Saturday, 22 June 2013

The $100 Gummy Bear

My youngest son just finished his first year of high school with great success, so to celebrate I ordered the world's largest gummy bear (5 lbs, something like 32,000 calories, 51 servings, and no, he isn't going to eat it all himself. He has friends to help him). The bear itself cost $39. The shipping cost $40. And then with the exchange rate, it came to another almost $17. That's $96 for a gummy bear. Even if it is a once-in-a-lifetime thing, it's still---er---hard to swallow.

I tried to order a book off of used book for under a dollar. The shipping to Canada would have been over $16, so I chickened out and didn't place the order. You can't tell me a paperback costs that much to send here. (Unless it's coming by Lear Jet and hand-delivered by the Archangel Gabriel.) I will find a new copy at the local bookstore and it will cost me maybe $11.

My parents were in Hungary for a year and a half and couldn't find chocolate chips at first, so I offered to mail them a couple of packages. The Post Office informed me it would cost $30 to mail them. So I took them home again, made cookies with them, and emailed Mom and Dad to say "They tasted great."

When my son in the Arctic found an ideal crib, the crib of which dreams are made, he was told it would cost $2000 by the time it was shipped to Thompson.
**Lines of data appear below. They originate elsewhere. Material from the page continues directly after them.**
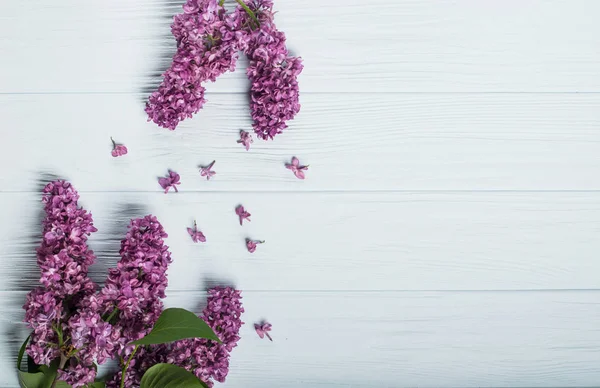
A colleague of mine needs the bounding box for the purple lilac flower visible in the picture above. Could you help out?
[285,156,308,180]
[24,181,99,367]
[58,361,97,388]
[113,286,244,388]
[68,311,118,365]
[58,308,121,387]
[235,205,251,225]
[245,238,264,253]
[159,170,181,193]
[37,180,98,297]
[188,221,207,243]
[199,160,217,180]
[97,215,173,356]
[254,321,273,341]
[146,0,248,130]
[22,287,62,365]
[237,0,303,140]
[237,130,253,151]
[111,137,128,157]
[167,286,244,386]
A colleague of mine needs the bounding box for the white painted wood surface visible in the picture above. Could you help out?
[2,93,599,192]
[2,290,600,387]
[2,0,600,93]
[0,0,598,386]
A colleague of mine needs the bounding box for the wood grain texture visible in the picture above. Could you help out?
[1,191,598,292]
[1,93,599,192]
[1,0,600,93]
[1,290,599,387]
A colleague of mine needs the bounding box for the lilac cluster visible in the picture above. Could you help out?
[53,310,120,387]
[180,286,244,385]
[54,215,172,387]
[22,288,62,365]
[96,215,173,355]
[241,0,303,139]
[146,0,246,130]
[22,181,176,387]
[36,180,98,298]
[22,180,248,387]
[23,181,98,367]
[110,286,244,388]
[146,0,303,139]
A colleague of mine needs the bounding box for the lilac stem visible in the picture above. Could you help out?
[50,354,68,388]
[234,0,259,27]
[120,345,140,388]
[104,307,119,323]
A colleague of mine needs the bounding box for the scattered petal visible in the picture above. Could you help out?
[246,239,264,253]
[237,130,254,151]
[235,205,251,226]
[200,160,217,180]
[110,137,128,157]
[285,157,308,180]
[254,321,272,341]
[158,170,181,193]
[187,221,206,243]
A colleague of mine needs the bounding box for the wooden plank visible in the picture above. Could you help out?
[2,191,599,292]
[1,0,600,93]
[2,290,599,386]
[1,93,599,192]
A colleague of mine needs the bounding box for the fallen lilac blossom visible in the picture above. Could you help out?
[246,239,264,253]
[159,170,181,193]
[285,156,308,179]
[200,160,217,180]
[111,137,128,157]
[188,221,207,243]
[235,205,251,225]
[254,321,273,341]
[237,130,253,151]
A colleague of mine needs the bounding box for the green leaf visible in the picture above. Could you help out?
[27,355,40,373]
[17,358,66,388]
[140,364,208,388]
[38,359,60,388]
[17,335,31,370]
[18,370,45,388]
[88,383,105,388]
[132,308,221,346]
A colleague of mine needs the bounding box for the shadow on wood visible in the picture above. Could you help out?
[138,0,181,103]
[88,203,149,286]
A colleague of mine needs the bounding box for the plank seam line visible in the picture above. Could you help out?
[2,190,600,194]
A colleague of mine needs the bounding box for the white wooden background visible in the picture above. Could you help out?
[1,0,600,386]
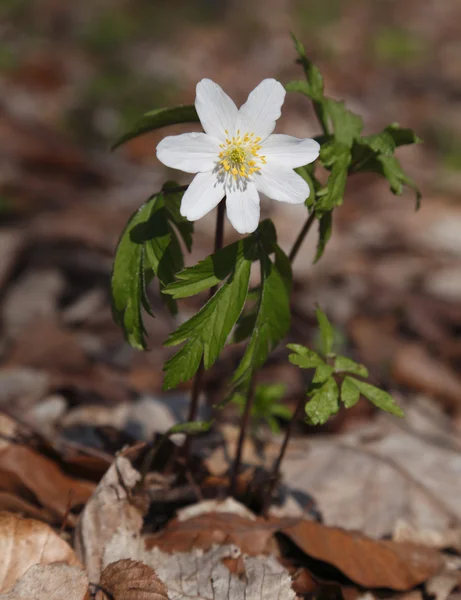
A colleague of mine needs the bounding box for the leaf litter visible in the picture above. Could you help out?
[2,2,461,599]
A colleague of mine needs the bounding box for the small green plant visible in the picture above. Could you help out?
[232,383,292,434]
[110,33,421,505]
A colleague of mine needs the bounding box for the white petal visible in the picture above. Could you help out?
[261,134,320,168]
[254,164,310,204]
[180,171,224,221]
[226,183,260,234]
[195,79,239,140]
[156,133,220,173]
[237,79,286,140]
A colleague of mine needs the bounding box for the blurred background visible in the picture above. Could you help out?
[1,0,461,446]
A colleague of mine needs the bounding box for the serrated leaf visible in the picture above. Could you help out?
[316,141,351,214]
[111,197,162,349]
[274,245,292,292]
[341,376,361,408]
[162,181,194,252]
[325,99,363,148]
[314,211,333,263]
[334,355,369,378]
[289,34,329,134]
[295,165,318,209]
[112,104,199,150]
[313,363,335,383]
[385,123,422,147]
[233,250,291,384]
[163,241,254,390]
[305,376,339,425]
[315,307,335,356]
[348,378,404,417]
[163,240,242,299]
[287,344,324,369]
[359,131,396,156]
[377,154,422,209]
[289,35,324,101]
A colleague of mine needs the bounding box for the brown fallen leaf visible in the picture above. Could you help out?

They went with a cheaper one from the local Wal-Mart, thank you very much.

I went to the Post Office the other day - again - to mail a small packet. When the lady asked me how I wanted to send it, I told her as cheaply as possible. Slow surface. Like, by mule train. She didn't smile.

All I can say is, the scientists better come up with a teleporter soon, because I'm about an inch away from going "non-Postal."